背景：无脑核（NI）最初由 Streeter 于 1903 年描述，是人脑第四脑室底部的一个中线区域，其功能 "未知"。一个多世纪后，NI 的神经解剖学在低等脊椎动物中得到了描述，但在人类中却没有。因此，我们使用包括神经肽松弛素-3（RLN3）在内的标记物研究了人类 NI 的神经化学解剖，并开始探索与 NI 相关的 RLN3 神经支配在海马中的分布。方法：通过检测神经元标记物微管相关蛋白-2（MAP2）、谷氨酸脱氢酶（GAD）-65/67、促肾上腺皮质激素释放激素受体 1（CRHR1）和 RLN3 的免疫反应性（IR）来揭示 NI 的存在。荧光原位杂交法检测了 RLN3 和囊泡 GABA 转运体 1 (vGAT1) mRNA。免疫染色法检测磷酸化-tau，以探索与神经退行性疾病的潜在相关性。最后，对人类海马的切片进行染色，以检测RLN3-IR和体生长抑素（SST）-IR：结果：在人类脑桥的背侧、前内侧区域，观察到含有RLN3-IR和MAP2-IR的神经元，以及RLN3/vGAT1 mRNA阳性神经元，其解剖模式与其他物种的NI一致。在这一区域还检测到了 GAD65/67- 和 CRHR1- 免疫阳性神经元。

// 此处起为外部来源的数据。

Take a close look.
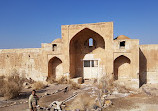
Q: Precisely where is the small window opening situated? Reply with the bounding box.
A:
[120,41,126,48]
[89,38,94,47]
[84,60,90,67]
[52,44,57,51]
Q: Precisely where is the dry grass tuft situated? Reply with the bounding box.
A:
[69,81,81,90]
[32,81,46,90]
[0,75,23,99]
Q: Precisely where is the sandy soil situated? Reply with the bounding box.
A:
[0,85,158,111]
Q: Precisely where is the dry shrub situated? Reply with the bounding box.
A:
[0,75,23,99]
[65,93,95,111]
[69,81,81,90]
[47,77,57,84]
[98,74,114,93]
[57,76,69,84]
[113,81,132,93]
[32,81,46,90]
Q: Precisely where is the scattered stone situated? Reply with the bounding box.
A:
[103,100,112,108]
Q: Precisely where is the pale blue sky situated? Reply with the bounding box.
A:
[0,0,158,49]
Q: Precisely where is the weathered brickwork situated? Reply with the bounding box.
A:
[0,22,158,88]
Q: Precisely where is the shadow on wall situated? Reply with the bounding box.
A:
[139,49,147,87]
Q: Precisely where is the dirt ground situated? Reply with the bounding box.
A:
[0,84,158,111]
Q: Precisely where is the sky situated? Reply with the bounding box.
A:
[0,0,158,49]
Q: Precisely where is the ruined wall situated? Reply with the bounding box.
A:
[114,39,139,88]
[0,48,47,81]
[139,45,158,85]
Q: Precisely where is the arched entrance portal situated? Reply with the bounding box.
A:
[114,55,131,80]
[48,57,63,79]
[70,28,105,79]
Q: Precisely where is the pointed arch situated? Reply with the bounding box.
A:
[69,28,105,78]
[114,55,131,80]
[48,56,63,79]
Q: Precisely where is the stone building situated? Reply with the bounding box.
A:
[0,22,158,88]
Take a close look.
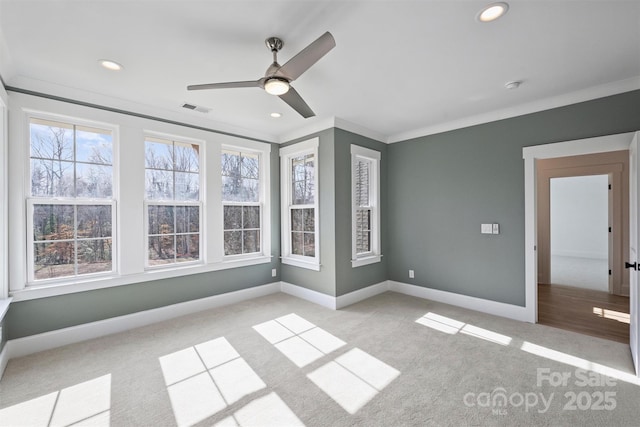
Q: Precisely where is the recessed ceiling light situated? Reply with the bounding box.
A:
[98,59,124,71]
[476,2,509,22]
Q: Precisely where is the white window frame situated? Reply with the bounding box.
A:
[219,144,271,262]
[27,197,118,286]
[280,138,320,271]
[351,144,382,268]
[143,131,206,271]
[24,111,120,288]
[0,92,9,300]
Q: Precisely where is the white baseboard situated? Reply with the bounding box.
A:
[5,282,280,367]
[0,280,527,378]
[389,280,528,322]
[280,282,337,310]
[336,280,389,310]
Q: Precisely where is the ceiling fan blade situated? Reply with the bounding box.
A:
[279,87,316,119]
[275,31,336,81]
[187,79,263,90]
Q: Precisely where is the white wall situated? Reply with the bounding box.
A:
[551,175,609,259]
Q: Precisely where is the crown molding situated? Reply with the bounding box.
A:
[7,76,277,142]
[386,76,640,144]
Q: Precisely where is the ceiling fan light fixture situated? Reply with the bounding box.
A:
[476,2,509,22]
[98,59,124,71]
[264,78,289,95]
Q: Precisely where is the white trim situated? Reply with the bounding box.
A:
[351,144,382,268]
[336,280,389,310]
[0,89,9,300]
[551,250,609,259]
[280,137,321,271]
[0,298,13,322]
[278,117,388,144]
[6,282,280,358]
[7,76,278,142]
[11,256,271,302]
[0,280,528,377]
[386,76,640,144]
[389,280,529,322]
[522,132,634,323]
[280,282,336,310]
[218,146,271,262]
[0,341,11,380]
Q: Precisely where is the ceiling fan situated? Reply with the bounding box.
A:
[187,31,336,119]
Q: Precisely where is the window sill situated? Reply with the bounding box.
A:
[10,255,272,302]
[351,255,382,268]
[282,257,320,271]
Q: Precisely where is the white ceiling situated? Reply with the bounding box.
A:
[0,0,640,142]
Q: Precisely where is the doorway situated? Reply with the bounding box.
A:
[537,150,630,343]
[549,175,611,292]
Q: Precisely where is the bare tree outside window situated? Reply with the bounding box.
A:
[29,118,113,280]
[221,150,262,255]
[145,137,201,266]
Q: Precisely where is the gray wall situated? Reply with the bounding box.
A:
[282,128,388,296]
[334,129,389,296]
[278,129,336,296]
[387,91,640,306]
[5,144,280,339]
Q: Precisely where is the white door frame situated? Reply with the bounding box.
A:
[522,132,635,323]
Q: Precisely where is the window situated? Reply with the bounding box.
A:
[145,136,202,267]
[280,138,320,270]
[27,117,115,282]
[351,145,381,267]
[221,149,262,256]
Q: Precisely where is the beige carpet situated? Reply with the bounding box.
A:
[0,292,640,426]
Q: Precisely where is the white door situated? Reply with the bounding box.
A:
[629,132,640,376]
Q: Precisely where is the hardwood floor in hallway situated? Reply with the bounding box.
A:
[538,284,629,343]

此外，RLN3- 和 AT8-IR 在一名 AD 受试者的 NI 神经元内共定位。最后，在海马CA1、CA2、CA3和DG区域的神经元中检测到了RLN3-IR，但没有RLN3 mRNA。在DG区，RLN3-和SST-IR共同定位在一小部分神经元中：结论：人类 NI 的解剖结构在物种间具有共通性，其中包括应激反应型 RLN3 表达神经元群和海马的 RLN3 神经支配。NI中磷酸化-tau的积累表明它可能与AD病理有关。对人类 NI 神经化学特性的进一步研究将加深我们对其在健康和疾病中的功能作用的了解。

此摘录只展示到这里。